Here’s an interesting comment from Joe Nickel, paranormal investigator extraordinaire. This is a reprint from the Center for Inquiry’s blog.
Psychics Blind in Investment Scandal
March 25, 2009
Now we know: Buffalo-area investment manipulator Guy Gane Jr.,
who has been accused by the Securities and Exchange Commission of operating a 5.8-million-dollar Ponzi scheme, regularly sought advice from “psychics.” (A Ponzi scheme, named for swindler Charles Ponzi [1889–1949], involves paying investors high returns, actually gained from an increasing number of new investors—until outgoing cash exceeds incoming cash, and the structure collapses.)

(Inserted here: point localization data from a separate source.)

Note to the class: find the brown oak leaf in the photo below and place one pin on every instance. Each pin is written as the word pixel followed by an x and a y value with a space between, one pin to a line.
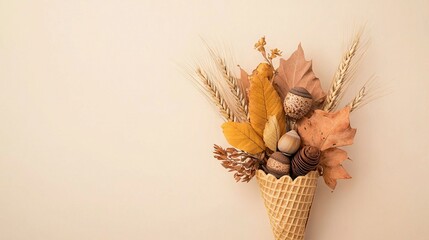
pixel 297 72
pixel 327 131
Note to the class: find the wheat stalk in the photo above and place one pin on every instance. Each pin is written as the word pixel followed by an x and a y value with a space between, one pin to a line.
pixel 235 91
pixel 358 100
pixel 238 93
pixel 342 77
pixel 370 91
pixel 212 91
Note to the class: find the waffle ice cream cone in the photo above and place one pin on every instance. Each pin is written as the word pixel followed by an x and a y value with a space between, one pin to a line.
pixel 288 203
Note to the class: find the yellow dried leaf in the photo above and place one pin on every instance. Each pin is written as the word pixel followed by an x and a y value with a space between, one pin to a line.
pixel 272 133
pixel 243 137
pixel 264 102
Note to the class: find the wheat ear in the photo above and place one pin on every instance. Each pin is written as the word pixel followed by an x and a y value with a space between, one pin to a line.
pixel 341 77
pixel 212 91
pixel 234 91
pixel 237 92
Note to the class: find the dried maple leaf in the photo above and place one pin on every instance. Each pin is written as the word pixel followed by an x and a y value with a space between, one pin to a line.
pixel 297 72
pixel 330 161
pixel 328 130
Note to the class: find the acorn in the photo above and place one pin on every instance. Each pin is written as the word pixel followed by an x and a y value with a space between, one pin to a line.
pixel 297 102
pixel 305 160
pixel 278 164
pixel 289 143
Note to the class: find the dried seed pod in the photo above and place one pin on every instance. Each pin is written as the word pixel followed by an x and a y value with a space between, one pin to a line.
pixel 289 143
pixel 305 160
pixel 297 102
pixel 278 164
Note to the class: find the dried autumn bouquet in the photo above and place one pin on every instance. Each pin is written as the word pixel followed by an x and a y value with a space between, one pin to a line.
pixel 284 129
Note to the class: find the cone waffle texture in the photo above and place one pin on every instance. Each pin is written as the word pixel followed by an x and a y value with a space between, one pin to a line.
pixel 288 202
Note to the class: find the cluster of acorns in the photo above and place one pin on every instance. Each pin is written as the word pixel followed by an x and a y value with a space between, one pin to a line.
pixel 292 158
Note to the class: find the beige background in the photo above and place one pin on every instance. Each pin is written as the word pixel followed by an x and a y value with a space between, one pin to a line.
pixel 102 137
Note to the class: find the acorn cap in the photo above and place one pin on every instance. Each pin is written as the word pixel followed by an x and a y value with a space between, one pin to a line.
pixel 305 160
pixel 300 91
pixel 280 157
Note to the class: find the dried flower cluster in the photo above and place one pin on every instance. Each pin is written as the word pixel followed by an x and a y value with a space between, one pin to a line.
pixel 241 163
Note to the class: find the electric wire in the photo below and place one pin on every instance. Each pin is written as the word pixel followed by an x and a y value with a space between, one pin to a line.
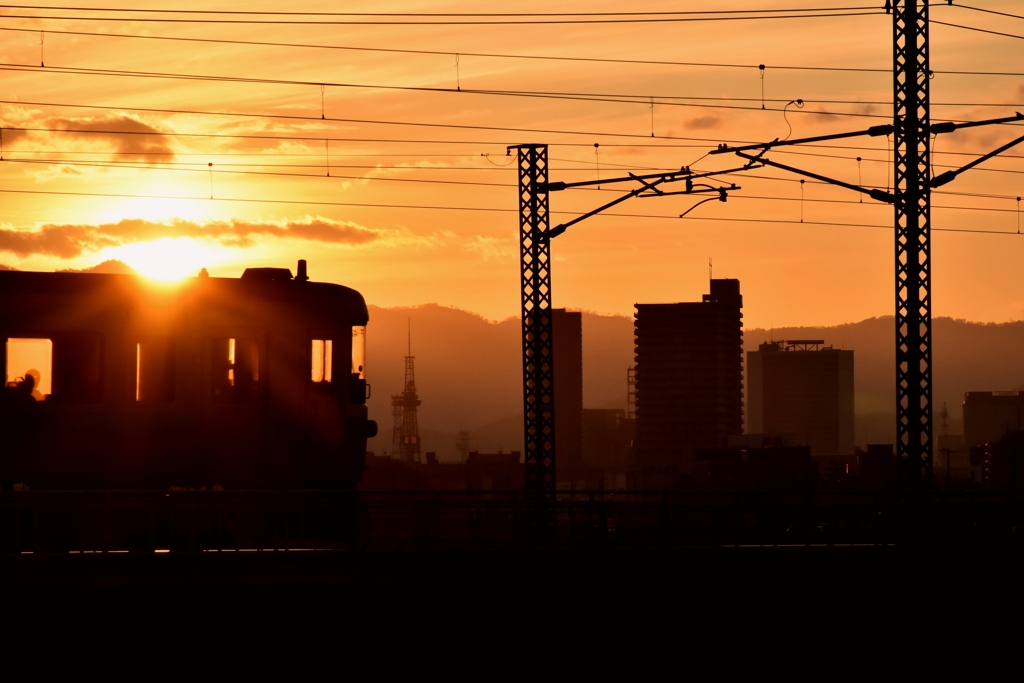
pixel 164 10
pixel 484 209
pixel 646 100
pixel 438 20
pixel 971 28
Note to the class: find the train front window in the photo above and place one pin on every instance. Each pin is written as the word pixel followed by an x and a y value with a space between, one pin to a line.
pixel 323 360
pixel 155 370
pixel 30 368
pixel 359 351
pixel 236 370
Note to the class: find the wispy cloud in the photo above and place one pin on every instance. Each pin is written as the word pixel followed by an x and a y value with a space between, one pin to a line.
pixel 127 136
pixel 69 241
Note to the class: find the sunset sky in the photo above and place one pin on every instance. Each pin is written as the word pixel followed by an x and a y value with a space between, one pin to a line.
pixel 108 150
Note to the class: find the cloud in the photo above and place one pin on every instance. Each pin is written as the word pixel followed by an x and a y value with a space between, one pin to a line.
pixel 704 122
pixel 69 241
pixel 129 137
pixel 111 266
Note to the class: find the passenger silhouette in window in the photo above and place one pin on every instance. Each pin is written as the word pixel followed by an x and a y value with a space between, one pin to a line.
pixel 27 388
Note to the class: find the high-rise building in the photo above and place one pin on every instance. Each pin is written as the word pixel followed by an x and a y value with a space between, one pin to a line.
pixel 406 433
pixel 567 347
pixel 804 390
pixel 689 384
pixel 989 415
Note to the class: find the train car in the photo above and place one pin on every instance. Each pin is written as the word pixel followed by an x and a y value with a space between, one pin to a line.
pixel 120 382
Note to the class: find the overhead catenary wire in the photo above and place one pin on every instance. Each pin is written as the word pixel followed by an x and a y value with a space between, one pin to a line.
pixel 252 12
pixel 428 20
pixel 499 55
pixel 646 100
pixel 478 209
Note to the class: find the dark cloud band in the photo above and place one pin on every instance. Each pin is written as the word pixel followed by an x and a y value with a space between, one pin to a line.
pixel 69 241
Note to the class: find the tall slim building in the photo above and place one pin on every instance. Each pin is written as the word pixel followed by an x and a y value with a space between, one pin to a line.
pixel 567 343
pixel 989 415
pixel 689 384
pixel 802 389
pixel 406 433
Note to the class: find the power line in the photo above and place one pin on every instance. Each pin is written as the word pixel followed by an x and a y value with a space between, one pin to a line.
pixel 153 10
pixel 497 55
pixel 458 208
pixel 644 99
pixel 971 28
pixel 293 117
pixel 990 11
pixel 812 13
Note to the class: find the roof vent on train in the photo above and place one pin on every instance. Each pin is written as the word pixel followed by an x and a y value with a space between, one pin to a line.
pixel 267 274
pixel 275 274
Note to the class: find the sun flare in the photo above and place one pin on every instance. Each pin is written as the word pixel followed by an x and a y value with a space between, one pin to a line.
pixel 168 259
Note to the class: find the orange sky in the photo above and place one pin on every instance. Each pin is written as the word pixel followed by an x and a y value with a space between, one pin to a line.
pixel 792 273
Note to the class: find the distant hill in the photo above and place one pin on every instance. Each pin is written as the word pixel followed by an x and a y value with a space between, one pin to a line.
pixel 469 370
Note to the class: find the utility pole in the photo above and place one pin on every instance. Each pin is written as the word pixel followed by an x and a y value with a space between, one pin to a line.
pixel 912 195
pixel 535 261
pixel 538 352
pixel 910 198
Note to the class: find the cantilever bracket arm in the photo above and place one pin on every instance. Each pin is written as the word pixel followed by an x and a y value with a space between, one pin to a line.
pixel 949 126
pixel 873 131
pixel 948 176
pixel 873 194
pixel 723 195
pixel 662 177
pixel 645 186
pixel 558 229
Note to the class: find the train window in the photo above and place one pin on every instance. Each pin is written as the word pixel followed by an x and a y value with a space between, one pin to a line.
pixel 78 368
pixel 30 368
pixel 359 351
pixel 323 360
pixel 155 370
pixel 236 370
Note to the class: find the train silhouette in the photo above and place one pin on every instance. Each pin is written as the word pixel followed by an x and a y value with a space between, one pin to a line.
pixel 115 381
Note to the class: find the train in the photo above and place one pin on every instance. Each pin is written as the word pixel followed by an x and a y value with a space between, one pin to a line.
pixel 120 382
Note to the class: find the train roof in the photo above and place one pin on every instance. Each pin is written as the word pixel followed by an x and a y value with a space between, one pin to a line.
pixel 256 284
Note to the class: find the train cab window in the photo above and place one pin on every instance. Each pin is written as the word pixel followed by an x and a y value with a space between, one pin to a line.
pixel 236 370
pixel 30 369
pixel 357 388
pixel 155 374
pixel 322 370
pixel 78 368
pixel 359 351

One of Gane’s self-professed psychics was Ellen Bourn, who is a past-president of the Lily Dale Assembly, the world’s largest center for spiritualism (the belief that one can communicate with the dead). Her Web site bills her as an “incomparable metaphysician, psychic, master astrologer, healer and teacher.” In actuality, her real name is Ellen Bornstein, and she—like Sylvia Browne and many other “psychics”—has traits associated with a fantasy-prone personality. (Such persons often have rich fantasy lives, believe they have psychic and healing powers, think they receive special messages from higher entities, and so on.)
Gane’s other psychic has an even longer list of claimed powers—or fantasies: He is a self-described Christian mystic, dowser, spiritualist medium, healer, tarot reader, etc., including exorcist. He also describes himself as a Bishop of the Western Rite Orthodox Catholic Church and “renowned metaphysician,” as well as a bankruptcy attorney—although the home he practiced from has suffered foreclosure and is presently boarded up.

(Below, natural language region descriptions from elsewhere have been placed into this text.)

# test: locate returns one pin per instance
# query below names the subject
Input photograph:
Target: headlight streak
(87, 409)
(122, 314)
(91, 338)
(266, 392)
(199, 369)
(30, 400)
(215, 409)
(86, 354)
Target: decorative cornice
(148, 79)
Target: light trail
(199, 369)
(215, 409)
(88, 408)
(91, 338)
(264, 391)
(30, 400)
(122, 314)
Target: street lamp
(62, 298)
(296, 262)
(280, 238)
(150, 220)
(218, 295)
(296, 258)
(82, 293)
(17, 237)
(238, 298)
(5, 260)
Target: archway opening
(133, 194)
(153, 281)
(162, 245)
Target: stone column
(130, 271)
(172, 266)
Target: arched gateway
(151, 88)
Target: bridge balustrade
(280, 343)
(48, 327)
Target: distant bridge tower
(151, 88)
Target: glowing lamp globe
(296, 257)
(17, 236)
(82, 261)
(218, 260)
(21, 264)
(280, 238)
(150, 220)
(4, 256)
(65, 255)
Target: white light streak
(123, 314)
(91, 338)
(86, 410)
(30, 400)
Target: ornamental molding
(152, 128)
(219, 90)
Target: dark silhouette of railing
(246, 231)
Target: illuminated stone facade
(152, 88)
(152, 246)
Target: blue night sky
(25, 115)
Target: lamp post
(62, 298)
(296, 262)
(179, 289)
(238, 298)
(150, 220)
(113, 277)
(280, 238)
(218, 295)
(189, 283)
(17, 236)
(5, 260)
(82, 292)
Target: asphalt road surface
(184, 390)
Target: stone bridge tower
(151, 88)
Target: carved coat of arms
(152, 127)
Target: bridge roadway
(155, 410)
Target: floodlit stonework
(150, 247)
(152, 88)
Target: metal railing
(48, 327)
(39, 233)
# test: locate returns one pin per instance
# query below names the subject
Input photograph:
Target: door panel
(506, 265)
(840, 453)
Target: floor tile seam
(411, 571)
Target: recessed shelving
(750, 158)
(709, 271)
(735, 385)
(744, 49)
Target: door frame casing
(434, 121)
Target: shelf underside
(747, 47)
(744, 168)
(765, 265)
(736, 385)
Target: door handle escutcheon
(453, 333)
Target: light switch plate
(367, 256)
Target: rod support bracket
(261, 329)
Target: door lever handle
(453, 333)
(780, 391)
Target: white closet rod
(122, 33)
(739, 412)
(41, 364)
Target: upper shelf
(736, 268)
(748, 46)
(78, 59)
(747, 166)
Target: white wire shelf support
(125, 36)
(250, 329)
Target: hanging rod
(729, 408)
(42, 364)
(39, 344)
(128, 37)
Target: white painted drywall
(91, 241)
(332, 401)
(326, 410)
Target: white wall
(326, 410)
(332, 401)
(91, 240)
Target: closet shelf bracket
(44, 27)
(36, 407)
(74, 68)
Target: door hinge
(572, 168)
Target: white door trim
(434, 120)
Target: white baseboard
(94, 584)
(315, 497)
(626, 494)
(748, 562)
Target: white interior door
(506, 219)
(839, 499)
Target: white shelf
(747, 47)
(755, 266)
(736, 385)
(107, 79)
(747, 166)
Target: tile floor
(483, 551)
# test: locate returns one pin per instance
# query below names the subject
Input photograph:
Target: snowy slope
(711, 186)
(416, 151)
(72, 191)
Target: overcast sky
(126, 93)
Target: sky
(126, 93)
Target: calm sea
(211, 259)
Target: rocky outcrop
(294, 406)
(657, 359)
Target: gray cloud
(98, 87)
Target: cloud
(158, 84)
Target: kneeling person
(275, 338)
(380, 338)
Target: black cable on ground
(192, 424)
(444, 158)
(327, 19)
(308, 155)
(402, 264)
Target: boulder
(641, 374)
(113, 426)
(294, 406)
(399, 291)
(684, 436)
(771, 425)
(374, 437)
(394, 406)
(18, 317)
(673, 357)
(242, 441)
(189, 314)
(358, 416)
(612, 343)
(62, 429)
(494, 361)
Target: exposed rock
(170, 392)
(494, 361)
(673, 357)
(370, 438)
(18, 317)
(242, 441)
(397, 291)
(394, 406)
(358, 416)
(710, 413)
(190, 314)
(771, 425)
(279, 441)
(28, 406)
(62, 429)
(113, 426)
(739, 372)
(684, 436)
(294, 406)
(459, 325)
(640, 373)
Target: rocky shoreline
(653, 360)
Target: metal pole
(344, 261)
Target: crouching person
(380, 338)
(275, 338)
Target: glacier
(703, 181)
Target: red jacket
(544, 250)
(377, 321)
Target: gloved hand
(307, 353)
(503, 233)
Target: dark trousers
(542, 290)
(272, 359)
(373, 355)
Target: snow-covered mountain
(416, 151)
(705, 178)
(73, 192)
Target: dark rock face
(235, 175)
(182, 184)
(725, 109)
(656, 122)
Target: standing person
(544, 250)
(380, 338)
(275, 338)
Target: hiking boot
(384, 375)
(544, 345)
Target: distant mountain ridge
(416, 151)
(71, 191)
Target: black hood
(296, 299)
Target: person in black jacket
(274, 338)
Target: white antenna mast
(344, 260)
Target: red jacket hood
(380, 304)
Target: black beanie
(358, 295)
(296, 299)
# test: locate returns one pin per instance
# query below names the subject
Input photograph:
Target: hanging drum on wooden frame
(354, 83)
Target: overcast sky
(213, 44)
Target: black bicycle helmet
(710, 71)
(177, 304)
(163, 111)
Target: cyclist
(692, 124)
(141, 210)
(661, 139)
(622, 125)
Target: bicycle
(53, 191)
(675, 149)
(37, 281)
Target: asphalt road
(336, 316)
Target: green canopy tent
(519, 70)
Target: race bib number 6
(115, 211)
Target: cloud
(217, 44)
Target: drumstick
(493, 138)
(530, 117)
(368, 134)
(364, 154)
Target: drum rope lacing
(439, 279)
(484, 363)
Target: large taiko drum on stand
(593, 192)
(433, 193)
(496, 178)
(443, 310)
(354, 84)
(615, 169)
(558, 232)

Interestingly enough, “Bourn” served as “executive director of project development” and Lagona as “company lawyer” for Gane, whose corporate headquarters are located on Sweet Home Road—just a few blocks from my own office at the Center for Inquiry. (I was familiar with “Bourn” from Lily Dale, where I have frequently investigated spiritualist phenomena. Also, I was invited to participate in a previous “Lift the curse on Buffalo” event involving both psychics, although I decided not to dignify the silliness with my presence.)
In breaking the March 1, 2009, story, Buffalo News reporter Michael Beebe quoted “Bourne” as insisting she was only a part-time employee, had no dealings with Gane’s investments, and dispensed advice “as a hobby”; Lagona did not respond. I would just ask the two alleged psychics: Couldn’t you get an inkling of what was going on? Catch a glimpse of those millions of dollars disappearing from people’s retirement funds? Feel the vibrations from the impending scandal and misfortune that you yourself were caught up in? Were your psychic colleagues at Lily Dale and elsewhere unable to warn you? Now do you understand the consequences of living in a fantasy world?